Awards and highlights
- First-team Little All-American (1939);

Career NFL statistics
- Rushing yards: 186
- Rushing touchdowns: 2
- Receptions: 4
- Receiving yards: 90
- Receiving touchdowns: 1
- Stats at Pro Football Reference

= Lloyd Madden =

American football player (1918–2011)

Lloyd Willis Madden (August 27, 1918 - December 26, 2011) was an American professional football player who was a wingback in the National Football League (NFL). He played college football for the Colorado Mines Orediggers and professionally for the Chicago Cardinals. In 1939, he led college football with 141 points scored, rushed for 1,316 yards in eight games, and was selected as a first-team Little All-American.

==Early life==
Madden was born in 1918 in Lewis, Kansas, and attended Manhattan High School in Manhattan, Kansas.

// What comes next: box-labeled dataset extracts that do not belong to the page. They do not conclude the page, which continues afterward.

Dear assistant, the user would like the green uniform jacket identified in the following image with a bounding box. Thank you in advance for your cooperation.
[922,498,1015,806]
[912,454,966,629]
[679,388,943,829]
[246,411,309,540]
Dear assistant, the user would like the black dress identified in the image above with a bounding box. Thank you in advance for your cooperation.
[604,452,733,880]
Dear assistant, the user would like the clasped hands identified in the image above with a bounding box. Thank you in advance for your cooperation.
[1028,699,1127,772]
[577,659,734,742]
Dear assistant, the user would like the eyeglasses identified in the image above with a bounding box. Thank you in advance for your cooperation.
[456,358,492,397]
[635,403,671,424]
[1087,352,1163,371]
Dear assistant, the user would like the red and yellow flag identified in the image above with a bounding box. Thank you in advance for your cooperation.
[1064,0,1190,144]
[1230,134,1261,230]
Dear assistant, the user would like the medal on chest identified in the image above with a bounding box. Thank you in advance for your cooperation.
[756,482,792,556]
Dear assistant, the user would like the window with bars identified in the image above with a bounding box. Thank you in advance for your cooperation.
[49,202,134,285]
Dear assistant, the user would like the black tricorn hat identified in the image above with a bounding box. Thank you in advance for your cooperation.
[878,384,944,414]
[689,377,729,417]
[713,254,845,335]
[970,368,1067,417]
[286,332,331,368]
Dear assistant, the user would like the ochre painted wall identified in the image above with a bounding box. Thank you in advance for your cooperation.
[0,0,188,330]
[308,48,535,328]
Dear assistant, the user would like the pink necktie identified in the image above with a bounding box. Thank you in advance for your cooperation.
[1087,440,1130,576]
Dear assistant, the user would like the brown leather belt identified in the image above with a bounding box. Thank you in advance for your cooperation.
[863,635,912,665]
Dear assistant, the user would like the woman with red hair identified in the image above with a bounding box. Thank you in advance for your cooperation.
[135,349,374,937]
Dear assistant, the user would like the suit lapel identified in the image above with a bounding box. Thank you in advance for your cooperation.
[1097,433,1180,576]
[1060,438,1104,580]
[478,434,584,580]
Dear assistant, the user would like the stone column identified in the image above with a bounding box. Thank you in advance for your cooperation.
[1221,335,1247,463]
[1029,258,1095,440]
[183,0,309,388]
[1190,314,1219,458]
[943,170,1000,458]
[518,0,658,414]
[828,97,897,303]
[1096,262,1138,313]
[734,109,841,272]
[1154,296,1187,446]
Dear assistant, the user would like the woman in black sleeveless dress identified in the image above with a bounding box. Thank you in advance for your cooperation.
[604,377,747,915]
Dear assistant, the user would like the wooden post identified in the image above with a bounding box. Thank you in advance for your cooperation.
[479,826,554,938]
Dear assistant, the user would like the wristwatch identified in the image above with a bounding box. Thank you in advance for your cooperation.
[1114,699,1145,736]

==Colorado School of Mines==
Madden played college football at Colorado School of Mines from 1936 to 1939. As a junior in 1938, he led the Rocky Mountain Conference (RMC) in scoring. As a senior in 1939, he rushed for 1,316 yards in only eight games. He led the nation in scoring with 141 points scored (23 touchdowns and three extra points), breaking the RMC scoring record set in 1937 by Byron White. He also led the undefeated 1939 Colorado Mines Orediggers football team to the RMC championship and was selected by both the Associated Press (AP) and the United Press as a first-team player on the 1939 All-Rocky Mountain Conference football team. He was also selected by the AP as the first-team quarterback on the 1939 Little All-America college football team.

==Professional football==
Madden was selected by the Chicago Cardinals in the third round with the 16th pick in the 1940 NFL draft. He signed with the Cardinals, appearing in ten games, four as a starter, for the 1940 Cardinals. He totaled 186 rushing yards and two touchdowns on 29 carries for an average of 6.4 yards per carry. He also caught three passes for 90 yards and a touchdown. The Cardinals added a naked reverse play to take advantage of Madden's speed, and Madden ran 65 yards for a touchdown against the Chicago Bears on the play.

==Later life==

Madden earned enough money playing football in 1940 to complete his college education. He was offered a 1941 contract by the Cardinals, but declined to sign while completing his education and waiting to see what job offers he received after receiving his degree in May 1941. He did not return to professional football. Upon graduation, he accepted a job with an oil company in Texas, but he was drafted into the Army service two weeks later. Madden became a weather officer in the Army Air Forces and spent seven months at UCLA studying meterorology, followed by two months of further study at the University of California.

Madden was nominated to the College Football Hall of Fame in 1959. He did not receive sufficient votes. However, he was inducted into the NAIA Hall of Fame in 1960, and the Rocky Mountain Athletic Conference Hall of Fame in 2003. He died in 2011 at age 93 in Midland, Texas.